When running for president, Trump promised that the United States wouldn’t stay to clean up the mess left after the terrorists were defeated. To his credit—and contrary to the spirit of “America First”—that isn’t what he’s now doing. The administration has announced that U.S. troops will stay in Syria after ISIS is wiped out to make sure that the terrorists don’t come back under another title—exactly the sort of policy he denounced as “nation-building” prior to taking office. It’s also something that has annoyed the Russians, who have been hoping for exactly the kind of isolationism that Trump’s critics feared would define U.S. foreign policy.

All that leaves Trump facing the basic contradiction that has always been at the heart of his Middle East policy pronouncements. While he has been quite open about his desire for a rapprochement with Russia, he has been equally vocal about confronting Iran, both in terms of renegotiating or dumping a weak nuclear deal and in restraining Tehran’s adventurism.
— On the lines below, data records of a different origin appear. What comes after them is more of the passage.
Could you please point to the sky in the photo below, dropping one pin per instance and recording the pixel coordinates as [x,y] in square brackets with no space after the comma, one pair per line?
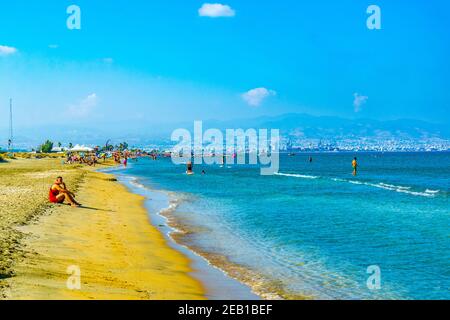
[145,62]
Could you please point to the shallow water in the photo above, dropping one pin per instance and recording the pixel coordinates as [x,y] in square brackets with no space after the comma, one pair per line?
[314,229]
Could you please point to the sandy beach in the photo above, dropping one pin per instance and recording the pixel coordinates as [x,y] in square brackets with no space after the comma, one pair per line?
[110,241]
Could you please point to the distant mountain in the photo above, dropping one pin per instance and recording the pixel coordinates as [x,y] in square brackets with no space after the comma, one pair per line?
[339,128]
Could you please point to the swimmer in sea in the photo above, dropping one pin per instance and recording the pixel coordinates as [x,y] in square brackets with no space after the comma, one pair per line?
[355,166]
[189,168]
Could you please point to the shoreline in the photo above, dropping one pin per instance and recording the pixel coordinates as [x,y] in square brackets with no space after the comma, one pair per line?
[118,251]
[260,286]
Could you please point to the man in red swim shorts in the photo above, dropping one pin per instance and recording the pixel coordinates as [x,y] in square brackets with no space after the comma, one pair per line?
[59,193]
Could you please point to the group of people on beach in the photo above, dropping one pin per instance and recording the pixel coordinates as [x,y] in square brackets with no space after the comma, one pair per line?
[90,159]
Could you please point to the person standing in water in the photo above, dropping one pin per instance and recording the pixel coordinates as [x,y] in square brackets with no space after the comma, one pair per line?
[190,168]
[355,166]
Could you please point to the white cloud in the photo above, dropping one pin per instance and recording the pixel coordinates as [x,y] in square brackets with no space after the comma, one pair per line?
[216,10]
[359,101]
[84,107]
[256,97]
[6,51]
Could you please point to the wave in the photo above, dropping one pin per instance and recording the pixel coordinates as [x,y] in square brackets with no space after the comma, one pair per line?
[296,175]
[381,185]
[395,188]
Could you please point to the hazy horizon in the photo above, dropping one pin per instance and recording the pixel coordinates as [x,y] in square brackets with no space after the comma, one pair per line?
[170,62]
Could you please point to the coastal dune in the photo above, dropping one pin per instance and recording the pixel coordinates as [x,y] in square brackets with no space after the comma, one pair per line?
[106,250]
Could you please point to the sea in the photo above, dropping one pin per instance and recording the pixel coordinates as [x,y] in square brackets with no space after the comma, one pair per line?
[313,230]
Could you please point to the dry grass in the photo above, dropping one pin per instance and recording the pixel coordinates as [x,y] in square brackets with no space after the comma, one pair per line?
[24,187]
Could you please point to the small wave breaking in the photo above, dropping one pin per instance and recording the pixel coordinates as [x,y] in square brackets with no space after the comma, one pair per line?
[385,186]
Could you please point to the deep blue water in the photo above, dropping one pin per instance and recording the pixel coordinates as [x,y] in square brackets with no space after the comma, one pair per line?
[315,229]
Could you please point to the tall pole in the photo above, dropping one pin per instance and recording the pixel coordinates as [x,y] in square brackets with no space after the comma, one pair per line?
[10,141]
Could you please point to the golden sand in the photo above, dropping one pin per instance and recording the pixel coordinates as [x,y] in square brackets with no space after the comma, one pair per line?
[119,254]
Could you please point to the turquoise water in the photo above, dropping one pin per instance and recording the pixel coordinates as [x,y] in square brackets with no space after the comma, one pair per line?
[314,229]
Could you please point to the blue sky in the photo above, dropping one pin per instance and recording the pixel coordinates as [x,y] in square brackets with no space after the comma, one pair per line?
[161,61]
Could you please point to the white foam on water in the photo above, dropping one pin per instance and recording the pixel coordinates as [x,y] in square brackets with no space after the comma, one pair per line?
[391,187]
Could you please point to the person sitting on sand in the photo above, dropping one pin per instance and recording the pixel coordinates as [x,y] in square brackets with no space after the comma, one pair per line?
[59,193]
[190,168]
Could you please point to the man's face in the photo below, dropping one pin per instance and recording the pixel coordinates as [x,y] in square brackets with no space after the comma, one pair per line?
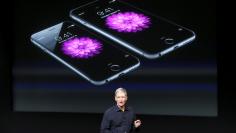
[120,98]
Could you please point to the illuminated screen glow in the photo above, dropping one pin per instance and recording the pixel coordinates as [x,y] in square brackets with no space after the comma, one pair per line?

It has always been clear to everyone, except perhaps the president, that he was going to have to choose between those two goals since there was no way to make nice with Moscow while getting tough with Putin’s Iranian allies. Much as he would like to put off that choice, the possibility of Iran and Hezbollah picking a fight with Israel means the United States must make it clear that this is not an outcome Washington will tolerate.

Does the administration have the tenacity or diplomatic skill to compel or persuade Russia to force its allies to behave? There’s good reason for pessimism on this score. But if Trump is serious about wanting to strengthen Israel and the moderate Arab states that rightly fear Iranian adventurism, now is the time for him to tell Putin rather bluntly that whatever he gained from the slaughter in Syria will be potentially lost, along with any hope that America will regard him favorably if the region erupts.

Since the goals of Russian foreign policy under Putin have been to reassemble the Soviet empire—and annoy the United States as much as possible—there’s no way of knowing if Putin thinks more chaos will help or harm him. Trump can’t undo the mistakes of the past that led to this mess. But if he cares as much about Israel as his recent stands on Jerusalem and holding the Palestinians accountable for subsidizing terror would lead us to believe, he can’t leave Netanyahu on his own to deal with Putin, Hezbollah and Iran. Standing by idly as the situation unravels is not an option.